One Year In, Dean Shares Vision for the Future of Rutgers School of Communication and Information

One Year In, Dean Shares Vision for the Future of Rutgers School of Communication and Information

Dean Jonathan Potter envisions more collaboration between SC&I and other Rutgers units

Jonathan Potter marks his first anniversary as dean of Rutgers' School of Communication and Information.
Jonathan Potter has completed his first year as dean of the School of Communication and Information. He has restructured the school’s leadership team, aiming for a new commitment to “interdisciplinarity” – a term that refers to crossing academic boundaries – all while learning as much as he can about the United States (he’s British) and continuing his own research.

Potter, a psychologist by training, came to Rutgers last August from Loughborough University in the United Kingdom, where he was the dean of the School of Social, Political and Geographic Sciences. Potter is a key figure in the development of discursive psychology, which approaches psychology through analysis of conversations, ranging from focus groups to emergency helplines.

Rutgers Today checked in with Potter in the relative summer quiet to see how he is managing all those projects.

You’ve been here about a year.  What have you accomplished at SC&I so far?

I think the most significant accomplishment is the restructuring of the school’s leadership team. We now have three associate deans. Mark Aakhus is the associate dean of research; Dafna Lemish will be the new associate dean of programs, and Karen Novick is our dean of administration.  Mark Aakhus and Karen Novick are long-standing Rutgers veterans; Dafna Lemish comes to us from Southern Illinois University.

What’s been your biggest challenge?

It’s been interesting to me, the sheer depth of difference between higher education in North America and higher education in the UK. The authority of deans is much greater here. And yet, there’s the way the faculty treat each other – it’s much more democratic. At the same time, there’s a centrality of rules and bylaws in the United States that you don’t see in the UK. Higher education in Britain is much more managerial, much more top-down.

What surprises have you encountered?

Considering how huge Rutgers is, the openness of the place has been surprising – and rather wonderful. Everyone I’ve come into contact with has been very welcoming and open. It has made me very optimistic about the possibilities for cooperation between disciplines and between schools.

Now that you have your senior administrators in place, what can we expect from SC&I in the next year or so?

I’d like us to think about where our research is going. Interdisciplinarity is important here. I’d like to see more research in the spaces where our disciplines – journalism and media studies, communication and information science – meet areas of health, social services and democracy. The aim is to support understanding and collaboration between SC&I and other units of the university, especially the health-related ones – the medical schools, the Cancer Institute of New Jersey, and the other health-focused schools. There’s a lot of pressure on the traditional health care system in the United States; it’s becoming more expensive and less equitable. As that pressure increases, the significance of family and community-based support, third-party providers, self-medication and prevention, technological and software solutions will increase. There will be a lot of new information and a lot of challenges in communicating it, and I think our school will be ready for those challenges.

Voters in the United Kingdom recently voted to leave the European Union. How do you feel about that?
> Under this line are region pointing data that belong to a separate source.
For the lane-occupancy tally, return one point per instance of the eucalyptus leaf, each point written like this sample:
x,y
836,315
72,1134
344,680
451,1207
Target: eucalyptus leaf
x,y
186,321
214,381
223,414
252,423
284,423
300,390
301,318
Like many Britons – including, apparently, many people who voted to leave – I think it’s a terrible mistake to leave the European Union. How it happened, how so many people were influenced to vote to leave when they didn’t really understand what the EU was or how it came to be – that’s a question that intrigues me as a scholar. As an academic administrator working in the United States, I think it’s possible that Britain may face a bit of a brain drain of academic talent, and this country and our school may benefit from that brain drain.